Fully simplify
(y^8\cdoty^8)^5/(y^4\cdoty^3)^2
To simplify the expression, we can use the properties of exponents to combine the terms with the same bases.
First, let's simplify the numerator:
(y^8 * y^8)^5 = y^(8*5) * y^(8*5) = y^40 * y^40 = y^(40+40) = y^80
Now, let's simplify the denominator:
(y^4 * y^3)^2 = y^(4*2) * y^(3*2) = y^8 * y^6 = y^(8+6) = y^14
So, the simplified expression is:
(y^8 * y^8)^5 / (y^4 * y^3)^2 = y^80 / y^14
To divide with the same base, we subtract the exponents:
y^80 / y^14 = y^(80-14) = y^66
Therefore, the fully simplified expression is y^66.

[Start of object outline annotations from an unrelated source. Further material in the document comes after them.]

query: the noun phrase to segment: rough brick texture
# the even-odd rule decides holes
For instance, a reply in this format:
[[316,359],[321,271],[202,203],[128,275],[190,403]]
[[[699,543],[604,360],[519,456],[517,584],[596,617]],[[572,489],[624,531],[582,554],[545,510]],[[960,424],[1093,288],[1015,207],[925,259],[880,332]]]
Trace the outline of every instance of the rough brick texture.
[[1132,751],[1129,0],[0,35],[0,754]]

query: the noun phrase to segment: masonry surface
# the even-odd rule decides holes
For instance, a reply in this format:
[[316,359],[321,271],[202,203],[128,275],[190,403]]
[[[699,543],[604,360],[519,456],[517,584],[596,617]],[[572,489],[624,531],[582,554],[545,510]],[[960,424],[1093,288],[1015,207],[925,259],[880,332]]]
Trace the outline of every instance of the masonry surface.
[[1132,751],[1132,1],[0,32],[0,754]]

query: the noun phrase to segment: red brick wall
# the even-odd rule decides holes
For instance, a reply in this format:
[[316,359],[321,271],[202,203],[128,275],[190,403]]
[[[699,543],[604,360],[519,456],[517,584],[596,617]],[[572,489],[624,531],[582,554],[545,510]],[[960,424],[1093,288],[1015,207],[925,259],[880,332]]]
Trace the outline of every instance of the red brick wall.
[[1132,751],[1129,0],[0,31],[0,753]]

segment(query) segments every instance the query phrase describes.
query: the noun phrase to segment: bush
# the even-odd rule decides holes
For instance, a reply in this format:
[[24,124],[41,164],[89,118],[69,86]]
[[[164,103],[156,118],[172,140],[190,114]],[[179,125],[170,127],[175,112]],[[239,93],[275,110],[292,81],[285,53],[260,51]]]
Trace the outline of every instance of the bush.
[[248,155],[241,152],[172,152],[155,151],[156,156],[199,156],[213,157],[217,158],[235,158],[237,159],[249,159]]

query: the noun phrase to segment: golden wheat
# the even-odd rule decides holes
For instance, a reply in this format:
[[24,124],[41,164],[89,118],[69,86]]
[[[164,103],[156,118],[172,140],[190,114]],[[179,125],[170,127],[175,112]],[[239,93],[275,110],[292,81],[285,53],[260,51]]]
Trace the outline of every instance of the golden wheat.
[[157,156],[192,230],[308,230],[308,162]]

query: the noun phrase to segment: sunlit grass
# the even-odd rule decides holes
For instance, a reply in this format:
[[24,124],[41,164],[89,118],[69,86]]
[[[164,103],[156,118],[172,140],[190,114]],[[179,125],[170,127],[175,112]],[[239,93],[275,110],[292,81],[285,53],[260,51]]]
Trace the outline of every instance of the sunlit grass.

To simplify the expression (y^8 * y^8)^5 / (y^4 * y^3)^2, let's break it down step by step:
First, let's simplify the exponents within the parentheses on the numerator:
(y^8 * y^8)^5 = y^(8*5) = y^40
Next, let's simplify the exponents within the parentheses on the denominator:
(y^4 * y^3)^2 = (y^(4+3))^2 = (y^7)^2 = y^(7*2) = y^14
Now, we substitute these simplified expressions back into the original expression:
(y^8 * y^8)^5 / (y^4 * y^3)^2 = y^40 / y^14
To simplify further, we subtract the exponents:
y^40 / y^14 = y^(40-14) = y^26
Therefore, the fully simplified expression is y^26.
To fully simplify the expression:
First, we can simplify each parentheses separately.
For the numerator:
(y^8 * y^8)^5 = y^(8 * 5 + 8 * 5) = y^80
For the denominator:
(y^4 * y^3)^2 = y^(4 * 2 + 3 * 2) = y^14
Now, the expression becomes:
y^80 / y^14
Next, we will use the rule of exponentiation which states that dividing two numbers with the same base results in subtracting their exponents.
Applying this rule, we subtract the exponents:
y^(80 - 14) = y^66
Therefore, the fully simplified expression is y^66.